What is the GRAILEXP environment variable?

Every user who will be running GRAILEXP from the command line should set this environment variable. It must be set to tell GrailEXP where to look for its executables, Generation data, indexing/fetching scripts, etc. This variable should be set to the directory containing the main grailexp PERL script and subdirectories. It is highly recommended that you set this environment variable in your .cshrc, .tcshrc, or appropriate file.

Everything works off this environment variable.
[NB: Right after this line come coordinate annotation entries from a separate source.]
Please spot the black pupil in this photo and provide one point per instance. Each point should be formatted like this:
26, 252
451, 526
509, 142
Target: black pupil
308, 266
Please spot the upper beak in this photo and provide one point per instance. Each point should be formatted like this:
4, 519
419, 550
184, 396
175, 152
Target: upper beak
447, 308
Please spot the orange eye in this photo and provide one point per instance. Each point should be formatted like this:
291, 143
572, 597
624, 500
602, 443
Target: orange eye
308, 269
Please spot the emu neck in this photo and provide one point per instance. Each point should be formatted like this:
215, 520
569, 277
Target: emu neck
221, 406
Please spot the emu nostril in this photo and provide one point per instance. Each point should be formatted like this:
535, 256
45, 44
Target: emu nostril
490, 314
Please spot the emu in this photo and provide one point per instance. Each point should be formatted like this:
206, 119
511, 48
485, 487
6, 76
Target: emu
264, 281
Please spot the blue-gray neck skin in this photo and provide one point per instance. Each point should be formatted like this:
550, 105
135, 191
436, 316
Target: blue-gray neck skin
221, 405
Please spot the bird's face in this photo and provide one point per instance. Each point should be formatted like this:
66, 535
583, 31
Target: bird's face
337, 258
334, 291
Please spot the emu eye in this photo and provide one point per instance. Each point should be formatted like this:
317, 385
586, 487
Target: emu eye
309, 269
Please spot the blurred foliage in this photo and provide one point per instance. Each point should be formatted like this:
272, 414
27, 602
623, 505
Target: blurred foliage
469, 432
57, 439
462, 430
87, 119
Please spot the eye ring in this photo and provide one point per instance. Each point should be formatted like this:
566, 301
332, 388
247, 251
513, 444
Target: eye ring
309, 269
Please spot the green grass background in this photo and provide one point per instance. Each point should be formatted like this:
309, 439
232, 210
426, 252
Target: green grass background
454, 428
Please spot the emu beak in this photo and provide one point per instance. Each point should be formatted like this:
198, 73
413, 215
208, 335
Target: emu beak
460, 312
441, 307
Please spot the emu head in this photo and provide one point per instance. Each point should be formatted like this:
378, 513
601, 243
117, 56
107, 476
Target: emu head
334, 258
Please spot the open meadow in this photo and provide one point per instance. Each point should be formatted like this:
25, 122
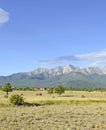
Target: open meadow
73, 110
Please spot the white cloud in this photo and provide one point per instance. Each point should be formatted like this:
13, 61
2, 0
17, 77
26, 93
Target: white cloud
88, 59
4, 16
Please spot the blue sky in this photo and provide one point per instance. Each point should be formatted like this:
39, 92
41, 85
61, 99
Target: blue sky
49, 33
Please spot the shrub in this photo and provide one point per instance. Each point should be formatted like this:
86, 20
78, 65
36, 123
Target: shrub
17, 100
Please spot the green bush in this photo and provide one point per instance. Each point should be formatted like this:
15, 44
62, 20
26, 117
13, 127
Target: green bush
17, 100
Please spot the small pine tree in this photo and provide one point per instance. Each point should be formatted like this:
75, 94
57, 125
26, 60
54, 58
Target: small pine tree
17, 100
50, 91
59, 90
7, 88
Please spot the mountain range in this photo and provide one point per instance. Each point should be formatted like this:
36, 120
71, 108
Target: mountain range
69, 76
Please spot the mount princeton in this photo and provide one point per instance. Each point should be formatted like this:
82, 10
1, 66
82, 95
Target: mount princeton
68, 76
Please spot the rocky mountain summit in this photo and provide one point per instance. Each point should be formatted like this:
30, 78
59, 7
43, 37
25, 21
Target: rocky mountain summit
69, 76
If you encounter problems with the program not finding something, the environment variable is the first thing to check.

Syntax for setting an environment variable in csh:

setenv GRAILEXP /usr/local/grailexp

What is the naming convention for executables?

The naming convention for GrailEXP executables is:

galahad.MACHINE.OS
tcpclient.MACHINE.OS
blastall.MACHINE.OS
etc.
where MACHINE is the output of a uname -m command and OS is the output of a uname -s command. The most common extensions are i686.Linux, sun4u.SunOS, and alpha.OSF1.
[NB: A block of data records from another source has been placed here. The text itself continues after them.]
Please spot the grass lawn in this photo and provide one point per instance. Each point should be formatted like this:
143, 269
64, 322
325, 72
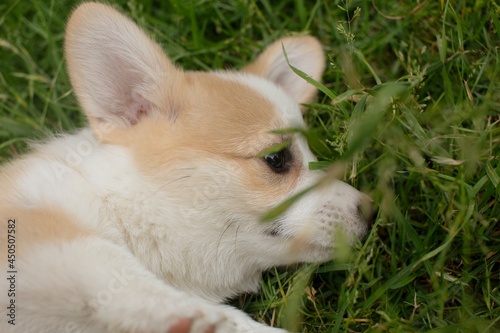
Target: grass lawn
410, 108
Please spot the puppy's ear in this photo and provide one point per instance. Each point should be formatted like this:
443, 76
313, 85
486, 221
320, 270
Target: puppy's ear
119, 75
304, 53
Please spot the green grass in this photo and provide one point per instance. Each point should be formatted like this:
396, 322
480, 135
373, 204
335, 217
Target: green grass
415, 117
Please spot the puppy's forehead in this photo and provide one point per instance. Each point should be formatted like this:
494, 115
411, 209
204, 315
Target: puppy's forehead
239, 110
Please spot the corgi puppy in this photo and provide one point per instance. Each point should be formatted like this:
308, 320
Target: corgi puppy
150, 218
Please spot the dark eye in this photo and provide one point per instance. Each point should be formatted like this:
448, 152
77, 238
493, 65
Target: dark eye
278, 161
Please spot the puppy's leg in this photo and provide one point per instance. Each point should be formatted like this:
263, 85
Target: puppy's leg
92, 285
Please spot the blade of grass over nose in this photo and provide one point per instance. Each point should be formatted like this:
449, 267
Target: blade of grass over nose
332, 174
What do I do if GrailEXP says it can't find executables?

First, check the GRAILEXP environment variable and make sure it is set properly. Next, issue uname -m and uname -s commands and make sure that the extension to your executables matches the output of these commands. If it does not, you may have to rename these executables as appropriate, or you may be missing a compilation for that platform.

How do I set up blastall and formatdb?

Assuming the GRAILEXP environment variable is set, no further work need be done. You can modify the blastall script in $GRAILEXP/blast if you so desire, either to add a multithreading option (-a numthreads) or to change the timeout.
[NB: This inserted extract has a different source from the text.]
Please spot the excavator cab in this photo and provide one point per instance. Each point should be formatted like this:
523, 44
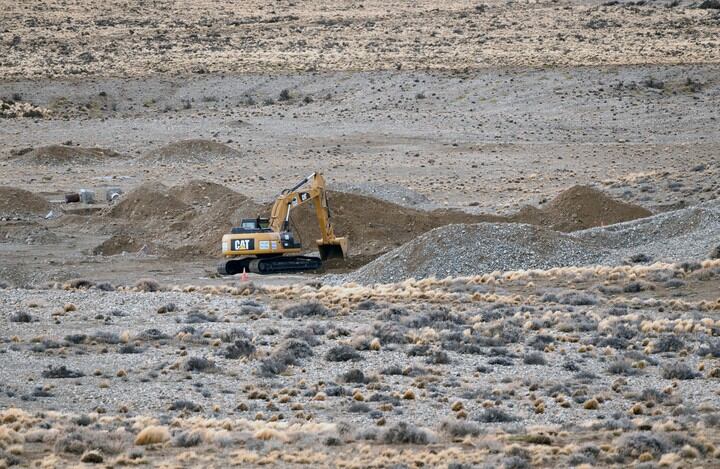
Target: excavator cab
267, 245
253, 225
How do I change the timeout on blastall?

As anyone who has run many blastall queries knows, sometimes BLAST hangs inexplicably. In order to make GrailEXP a reliable tool for automated batch processing, it was necessary to add this timeout to deal with these cases. The default timeout on the blastall script is ONE HOUR. You can change this by editing the blastall PERL script.

How do I install a repetitive element database?

The only requirements for a repetitive database are that it must be a valid blastable nucleotide database. This means you must have run formatdb -p F -i my.repdb on that database. You can do this using the formatdb executable provided in the $GRAILEXP/blast subdirectory.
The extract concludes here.